But it wasn’t a dream.
The next month was a whirlwind of negotiations. Daddy was allowed to resign without public censure, but without any retirement pay, and he had to make the church the beneficiary of his life insurance policy. Kinkaid money paid for immediate settlements with the boys and their families, but the counseling costs were an ongoing expense. Erasmus’s fortune, which had shrunk considerably in recent years, was almost entirely depleted.
Of course, Dave had bailed as soon as he realized being married to Laurel Harlow was no longer an asset.
It was still hard for her to think about that day in Daddy’s office. She leaned against the arbor, careful not to crush the roses. She’d always been so proud of her father, proud to be identified as his daughter, secretly glad she looked so much like him—tall, gray-eyed, and dark-haired.
From then on, everything changed.
They were all under a strain, and within a year, Daddy had been rushed to the hospital for his first heart attack. The second one apparently gave no warning—he’d just walked into the backyard, sat down in one of the lawn chairs, and fallen asleep. Laurel couldn’t help but wonder if he’d recognized the symptoms and decided he didn’t want to be resuscitated this time. Then her mother had taken the pills—Laurel wasn’t quite sure which ones did the job, because Mama had emptied every one of Daddy’s leftovers that were still in the medicine cabinet and added all of her own to the mix.
Strangely, Laurel realized, her parents’ deaths didn’t affect her as much as they would have before Daddy’s revelation. She grieved for Mama and Daddy, but from a weird sort of emotional distance, as if she were a distant observer rather than their only child, like she was floating on a cloud and looking down, seeing, but not participating.
She’d had to move on, to forge her own identity. Not as Dave Carson’s wife or Pastor Harlow’s daughter or Dovie Kinkaid Harlow’s heir, but as herself—independent, resourceful, and self-sufficient.
That fateful day in Daddy’s study had been the worst day of her life, but she had the feeling there was an even darker reckoning to come.
Chapter Fourteen
Jase took himself off to the den after lunch to make a long, involved conference call about a San Antonio parcel he wanted to buy, then received and returned several faxes from his Dallas office, followed by a strategic communication with a particularly garrulous state representative he’d been courting.

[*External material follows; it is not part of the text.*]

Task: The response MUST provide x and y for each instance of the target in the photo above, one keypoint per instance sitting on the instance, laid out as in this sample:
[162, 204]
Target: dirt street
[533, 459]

After resting his ear for a few moments, he decided to make his daily call home to check up on Lolly. She’d been unreachable yesterday, which bothered him. Was she avoiding him on purpose?
Maybe he should talk to Maxie first.
“I doubt if Lolly even looked at her cell yesterday,” she reassured him. “There was some sort of cheerleader camp, and she came home exhausted. I sent her to bed right after supper.”
“Cheerleader camp? What about tennis?”
“That’s where she is today, out playing tennis with Chloe Ginsberg. The cheerleader camp was just one day long. She’s thinking of trying out next year.”
“I’ll call again this evening, then. Take care.”
Jase drew a long, deep breath after he placed the phone back in its cradle. He never knew what Girl Child would be into next, and it was all-or-nothing with her—once she’d decided on something, there was no changing her mind. She’d always been headstrong, even as a toddler. Maybe she got her persistence from his own mother who, according to Maxie, was as stubborn as a mule.
He leaned back in the recliner and tented his fingers. Lolly…Every time he talked to her now, she hammered at him about marrying Laurel. For years he’d done his best to instill in her the idea that love meant more than sex, and now she was tossing it right back at him.
And she had a good point.
He’d planned to give Laurel more time, but, on the other hand, time was a commodity he didn’t have much of—he’d already overstayed the two days he’d allotted for his visit to Bosque Bend. Trying to run his business long-distance was a bummer. He needed to get back to Dallas.